第四章
08
「重度の夏風邪ですね」

 カルテを見ながら医師である男は言った。指が長く、眼鏡をかけて眉間に皺を寄せている。いかにも神経質そうな男だった。

「夏風邪ですか」

 冷房がこんなにも寒く感じるのは、久しく経験がなかった。

「ええ。治るまで時間がかかるそうです。お薬は――」

 ぼんやりとした頭で文也は男の言葉を聞いた。

 具合が悪化したのは、嘔吐してから数時間が経った頃だ。寒気が止まらず、そのくせ頭は熱っぽかった。もう風邪であることは間違いないと判断した文也は、早退を申し出た。
 本当は病院なんか行きたくなかったが、会社を早退した手前、行かなければならなかった。予約もせずに行くと待たされるのが、文也の病院嫌いに拍車をかけている。

 案の定、自宅から最寄の病院へ行けば、待合室は人で埋まっていた。平日の病院は、大半は老人たちで、あとは子供を連れた親子が何組かいる程度だった。
 老い先の短いくせに、何をそんなに長く生きようとするのだ。老人は大人しく、迫り来る死を受け止めればいいものを。
 真夏の日差しで気温がグングンと上がるように、文也の熱もまたうなぎ上りをしていた。待合室で計った体温計は三十九度を超えていた。

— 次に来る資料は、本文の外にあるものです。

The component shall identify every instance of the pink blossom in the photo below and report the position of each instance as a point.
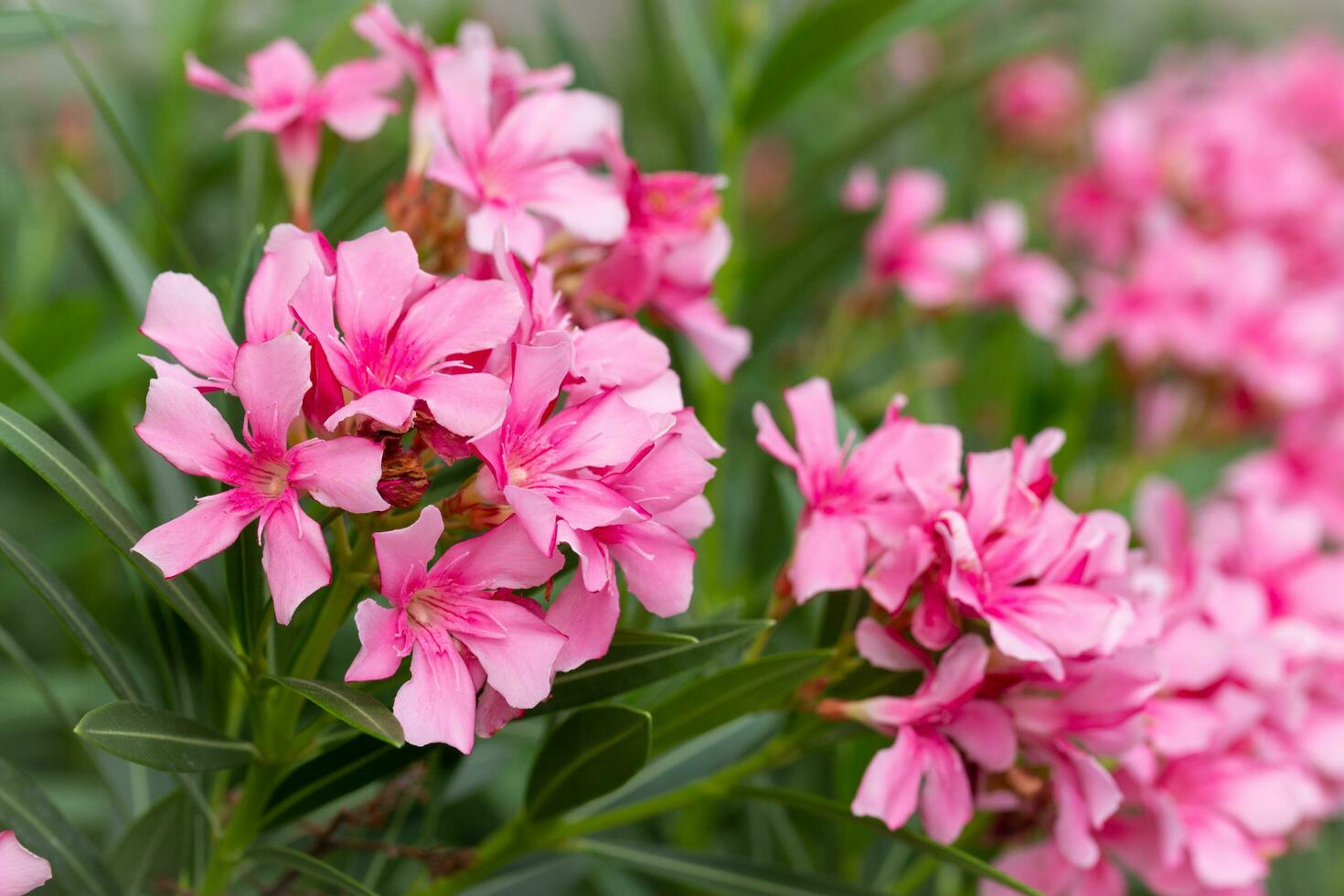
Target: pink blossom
(1037, 100)
(417, 57)
(549, 469)
(20, 870)
(461, 627)
(291, 101)
(863, 500)
(268, 477)
(522, 171)
(668, 257)
(943, 712)
(185, 317)
(402, 335)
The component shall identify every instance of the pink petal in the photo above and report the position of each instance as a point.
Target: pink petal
(190, 432)
(403, 554)
(459, 317)
(291, 252)
(340, 473)
(197, 535)
(185, 317)
(659, 566)
(20, 870)
(519, 664)
(503, 558)
(945, 805)
(601, 432)
(379, 643)
(349, 101)
(438, 703)
(271, 380)
(890, 786)
(388, 407)
(588, 618)
(984, 732)
(293, 555)
(280, 71)
(878, 646)
(464, 403)
(829, 555)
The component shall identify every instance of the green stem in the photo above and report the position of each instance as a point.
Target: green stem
(233, 844)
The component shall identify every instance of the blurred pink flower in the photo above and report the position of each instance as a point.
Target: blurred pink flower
(461, 627)
(271, 379)
(291, 101)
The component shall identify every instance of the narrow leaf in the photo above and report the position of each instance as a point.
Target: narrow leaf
(631, 666)
(159, 739)
(40, 827)
(129, 266)
(715, 873)
(839, 812)
(592, 752)
(354, 707)
(73, 615)
(718, 699)
(852, 31)
(154, 847)
(309, 867)
(339, 773)
(111, 517)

 待合室のソファーに座りながら、文也は七瀬がなぜ人類が滅びることを欲しているかが分かったような気がした。死に抗う狡猾(こうかつ)な老人たち。若者たちの税金で暮らさせてもらっているというのに、感謝の気持ちもなければ、養ってもらって当たり前だといわんばかりの顔をしている。
 病院も病院だ。毎日暇でしょうがない老人たちよりも、働き盛りの若者を優先して治療をしないものか。福祉なんてものは、健康な若者がいてこそ成り立つものではないのか。

「最近ちょっと膝が痛くてね」

「へえ、膝がねえ。そりゃあ歩くのが億劫(おっくう)になるね。私はね、高いところに手を伸ばそうとすると眩暈(めまい)が酷くて」

 横で聞こえるのは、老人たちの不幸自慢ならぬ、病気自慢だった。

「血圧が高くて」

「最近胸がギュッと締め付けられるような気がして」

「肩が……」

「腰が……」

 ぶん殴ってやりたいのに、文也は立ち上がるのでさえ辛かった。いつもは休みの日にうるさいクソガキたちの声に苛立ちを覚えているのに、そんなものは可愛いものだと分かった。
 未来のある子供たち。未来もないくせに、今世をギリギリまで生きながらおうとする老人たち。本当の自分の敵が誰なのか。文也は握り(こぶし)を作ろうとしたが、身体に力が入らなかった。

 散々待たされた挙句、診察はものの数分で終わった。注射を打ち、薬をもらえば、文也はさっさと病院を後にした。これだけのことなのに、どうしてあんな時間がかかるものか。
 もう絶対に病院なんて行くものか。すれ違う老人ですら今の文也にとっては憎い存在だった。もう疲れた。今日はゆっくり休もう。文也は寄り道することなく、家路を急いだ。

■筆者メッセージ
以上で第四章は終了となります。
さあ。第七章ないし第九章で終われるか。